The issue of territorial sovereignty is also at play in India's opposition to the China-Pakistan Economic Corridor (CPEC), a flagship project under Beijing's Belt and Road Initiative to grow global trade that passes through parts of Kashmir that Islamabad administers, but Delhi claims.

Bagchi, the Indian foreign ministry spokesman, responded on August 2 to reports of the CPEC's possible extension to "interested third parties" such as Afghanistan by stating that this would "directly infringe on India's sovereignty and territorial integrity".

Delhi "firmly and consistently opposes projects in the so-called CPEC, which are in Indian territory that has been illegally occupied by Pakistan", Bagchi said. "Such activities are inherently illegal, illegitimate and unacceptable, and will be treated accordingly by India."

Beijing cannot "connive with Pakistan and then expect reiteration of the one-China policy", said Chirayu Thakkar, visiting faculty at Krea University in India and a doctoral candidate in international relations at the National University of Singapore, adding that "a different, nationalist and assertive dispensation is now in New Delhi that will not shy away from flexing its muscle".

Earlier this month, China blocked a move by India and the US to have Abdul Rauf Asghar of the Pakistan-based Jaish e-Mohammed militant group listed as a terrorist by the UN Security Council, but Thakkar said "such tactics will not work" as "blocking the listing of a terrorist makes China look like a terror sympathiser" and Asghar's listing does not hold as much importance for Delhi as "the reiteration of the one-China policy does for Beijing".

In what analysts described as a further tacit snub of Beijing, India on August 10 flew exiled Tibetan spiritual leader the Dalai Lama in a military helicopter to a remote monastery in the disputed Ladakh region, a picture of which was later released by the Indian defence ministry.

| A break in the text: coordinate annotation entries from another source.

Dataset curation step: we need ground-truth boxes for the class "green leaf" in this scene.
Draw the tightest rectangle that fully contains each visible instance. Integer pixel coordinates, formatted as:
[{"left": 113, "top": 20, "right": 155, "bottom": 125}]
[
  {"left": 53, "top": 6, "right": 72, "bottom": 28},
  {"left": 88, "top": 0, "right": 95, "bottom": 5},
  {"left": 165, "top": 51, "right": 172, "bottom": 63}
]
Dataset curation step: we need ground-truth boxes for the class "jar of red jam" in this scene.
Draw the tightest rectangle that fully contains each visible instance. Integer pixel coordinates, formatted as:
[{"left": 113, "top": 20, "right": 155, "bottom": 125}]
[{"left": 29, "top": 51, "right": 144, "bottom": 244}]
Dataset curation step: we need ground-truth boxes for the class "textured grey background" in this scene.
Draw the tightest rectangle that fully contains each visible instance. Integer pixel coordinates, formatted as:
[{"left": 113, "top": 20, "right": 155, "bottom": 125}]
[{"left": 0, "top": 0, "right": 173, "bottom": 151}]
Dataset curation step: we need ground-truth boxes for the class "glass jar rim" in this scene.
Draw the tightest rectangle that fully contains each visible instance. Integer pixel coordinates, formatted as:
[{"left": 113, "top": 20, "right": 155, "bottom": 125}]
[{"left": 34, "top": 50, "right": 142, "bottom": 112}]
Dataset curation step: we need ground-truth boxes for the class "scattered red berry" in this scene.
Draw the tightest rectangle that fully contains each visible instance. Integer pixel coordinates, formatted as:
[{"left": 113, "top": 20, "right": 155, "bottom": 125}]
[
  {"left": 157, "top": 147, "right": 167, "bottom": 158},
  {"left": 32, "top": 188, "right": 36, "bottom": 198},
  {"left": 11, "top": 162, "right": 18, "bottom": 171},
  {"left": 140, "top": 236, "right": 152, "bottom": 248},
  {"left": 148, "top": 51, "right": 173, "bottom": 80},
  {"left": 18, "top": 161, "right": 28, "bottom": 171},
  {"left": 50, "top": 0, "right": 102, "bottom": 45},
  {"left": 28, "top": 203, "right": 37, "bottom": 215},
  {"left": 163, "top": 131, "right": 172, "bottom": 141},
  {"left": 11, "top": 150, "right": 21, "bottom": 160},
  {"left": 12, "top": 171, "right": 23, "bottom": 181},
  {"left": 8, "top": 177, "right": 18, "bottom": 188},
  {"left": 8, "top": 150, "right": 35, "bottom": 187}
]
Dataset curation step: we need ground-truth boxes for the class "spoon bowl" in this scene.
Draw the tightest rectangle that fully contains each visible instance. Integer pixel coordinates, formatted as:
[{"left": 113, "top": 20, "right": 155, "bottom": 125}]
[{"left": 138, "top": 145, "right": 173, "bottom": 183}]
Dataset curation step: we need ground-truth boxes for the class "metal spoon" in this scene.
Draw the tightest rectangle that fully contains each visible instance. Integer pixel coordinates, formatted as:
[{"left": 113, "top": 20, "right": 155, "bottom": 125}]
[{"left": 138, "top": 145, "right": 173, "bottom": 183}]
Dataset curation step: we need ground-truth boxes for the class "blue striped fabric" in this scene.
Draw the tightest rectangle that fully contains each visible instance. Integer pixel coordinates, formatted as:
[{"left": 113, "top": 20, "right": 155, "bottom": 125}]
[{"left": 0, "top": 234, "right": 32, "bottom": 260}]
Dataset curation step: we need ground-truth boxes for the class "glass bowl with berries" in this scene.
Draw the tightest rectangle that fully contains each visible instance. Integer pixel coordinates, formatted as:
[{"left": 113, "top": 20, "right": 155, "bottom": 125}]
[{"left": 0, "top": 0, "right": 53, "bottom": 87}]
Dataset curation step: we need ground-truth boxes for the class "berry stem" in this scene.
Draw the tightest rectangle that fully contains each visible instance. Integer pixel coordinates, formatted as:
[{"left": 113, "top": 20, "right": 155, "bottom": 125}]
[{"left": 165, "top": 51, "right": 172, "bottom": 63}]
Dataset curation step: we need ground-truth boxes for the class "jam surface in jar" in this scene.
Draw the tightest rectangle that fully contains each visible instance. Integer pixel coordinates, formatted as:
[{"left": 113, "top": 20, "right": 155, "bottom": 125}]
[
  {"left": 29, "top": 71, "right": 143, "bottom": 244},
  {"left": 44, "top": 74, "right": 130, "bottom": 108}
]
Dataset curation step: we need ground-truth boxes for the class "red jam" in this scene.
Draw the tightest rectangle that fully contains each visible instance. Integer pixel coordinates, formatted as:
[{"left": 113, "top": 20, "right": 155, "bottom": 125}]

Derek Grossman, a senior defence analyst at the US-based Rand Corporation global policy think tank, wrote on Twitter that India released the photo "to throw it in Beijing's face".

India does not follow in lockstep with any other major power, said Singh from the University of British Columbia, and is instead "becoming increasingly assertive in pursuing its own national interests that demand smart balancing".

Krea University's Thakkar agreed, saying: "New Delhi will have to maintain a delicate balance between the expectations of its allies, its role as a regional power, and its national interests."

"However, the current trajectory suggests that the more belligerence Beijing shows towards New Delhi, the more New Delhi will defy Beijing," Thakkar said.

Qian Feng, director of the research department at Tsinghua University's National Strategy Institute, told nationalistic Chinese tabloid Global Times that India should observe the "three mutuals" - mutual respect, mutual sensitivity and mutual interest - "on sensitive issues, including the Taiwan question and its cooperative activities with the US in the region, so bilateral relations can see a substantial improvement".

China-India ties have suffered recently because of border tensions, India's regional cooperation with the US and unfavourable public opinion in both countries, Qian was cited as saying.

He further noted the two side's recent dispute over a Chinese research vessel docking in Sri Lanka, which Delhi opposed as it reportedly worried the vessel would be used to spy on its activities.

India has been proactive in its efforts to curb China in recent months, working closely with Quadrilateral Security Dialogue partners the US, Japan and Australia and taking part in joint drills with their militaries.

On August 12, India's foreign minister S Jaishankar told reporters in Bangalore that the ongoing stand-off at the disputed border between India and China continued to weigh on bilateral relations.

"Our relationship is not normal, it cannot be normal as the border situation is not normal," he said.